Clock driven: Use convolutional SNN to identify Fashion-MNIST
=============================================================================================

Author: `fangwei123456 <https://github.com/fangwei123456>`_

Translator: `YeYumin <https://github.com/YEYUMIN>`_

In this tutorial, we will build a convolutional spike neural network to classify the `Fashion-MNIST <https://github.com/zalandoresearch/fashion-mnist>`__ dataset.
The Fashion-MNIST dataset has the same format as the MNIST dataset, and both are ``1 * 28 * 28`` grayscale images.

Network structure
----------------------------

Most of the common convolutional neural networks in ANN are in the form of convolution + fully-connected layers.
We also use a similar structure in SNN. Let us import modules, inherit ``torch.nn.Module`` to define our network:

.. code-block:: python

    import torch
    import torch.nn as nn
    import torch.nn.functional as F
    import torchvision
    from spikingjelly.activation_based import neuron, functional, surrogate, layer
    from torch.utils.tensorboard import SummaryWriter
    import os
    import time
    import argparse
    import numpy as np
    from torch.cuda import amp
    _seed_ = 2020
    torch.manual_seed(_seed_)  # use torch.manual_seed() to seed the RNG for all devices (both CPU and CUDA)
    torch.backends.cudnn.deterministic = True
    torch.backends.cudnn.benchmark = False
    np.random.seed(_seed_)

    class PythonNet(nn.Module):
        def __init__(self, T):
            super().__init__()
            self.T = T

Then we add convolutional layers and a fully-connected layers to ``PythonNet``. We add two Conv-BN-Pooling::

.. code-block:: python

    self.conv = nn.Sequential(
        nn.Conv2d(1, 128, kernel_size=3, padding=1, bias=False),
        nn.BatchNorm2d(128),
        neuron.IFNode(surrogate_function=surrogate.ATan()),
        nn.MaxPool2d(2, 2),  # 14 * 14

        nn.Conv2d(128, 128, kernel_size=3, padding=1, bias=False),
        nn.BatchNorm2d(128),
        neuron.IFNode(surrogate_function=surrogate.ATan()),
        nn.MaxPool2d(2, 2)  # 7 * 7
        )

The input with ``shape=[N, 1, 28, 28]`` will be converted to spikes with ``shape=[N, 128, 7, 7]``.

Such convolutional layers can actually function as an encoder: in the previous tutorial (classify MNIST), we used a
Poisson encoder to encode pictures into spikes. However, we can directly send the picture
to the SNN. In this case, the first spike neurons layer (SN) and the layers before SN can be regarded as an
auto-encoder with learnable parameters. Specifically, teh auto-encoder is composed of the following layers:

.. code-block:: python

    nn.Conv2d(1, 128, kernel_size=3, padding=1, bias=False),
    nn.BatchNorm2d(128),
    neuron.IFNode(surrogate_function=surrogate.ATan())
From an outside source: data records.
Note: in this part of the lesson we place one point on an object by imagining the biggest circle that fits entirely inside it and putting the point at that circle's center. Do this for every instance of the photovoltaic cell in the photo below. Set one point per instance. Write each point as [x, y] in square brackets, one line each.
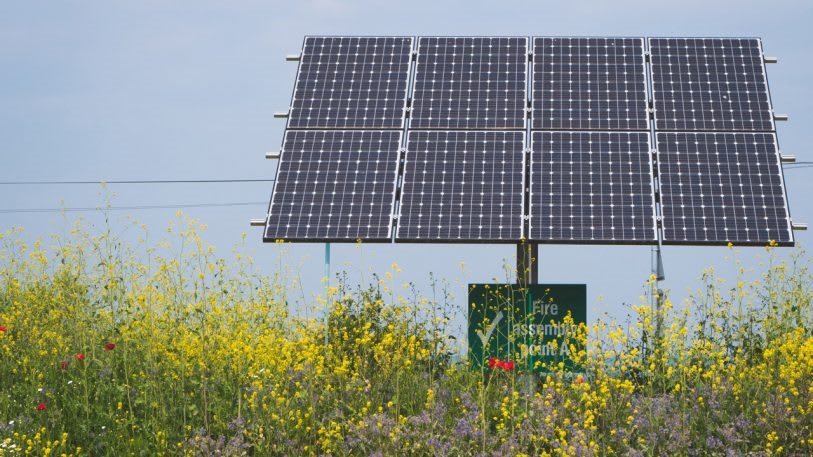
[475, 83]
[722, 187]
[592, 187]
[462, 185]
[589, 84]
[352, 83]
[710, 84]
[335, 185]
These layers receive images as input and output spikes, which can be regarded as an encoder.

Next, we add two fully-connected layers as the classifier. There are 10 neurons in output layer because the classes number
in Fashion-MNIST is 10.

.. code-block:: python

        self.fc = nn.Sequential(
            nn.Flatten(),
            nn.Linear(128 * 7 * 7, 128 * 4 * 4, bias=False),
            neuron.IFNode(surrogate_function=surrogate.ATan()),
            nn.Linear(128 * 4 * 4, 10, bias=False),
            neuron.IFNode(surrogate_function=surrogate.ATan()),
        )

Now let us define the forward function.

.. code-block:: python

    def forward(self, x):
        x = self.static_conv(x)

        out_spikes_counter = self.fc(self.conv(x))
        for t in range(1, self.T):
            out_spikes_counter += self.fc(self.conv(x))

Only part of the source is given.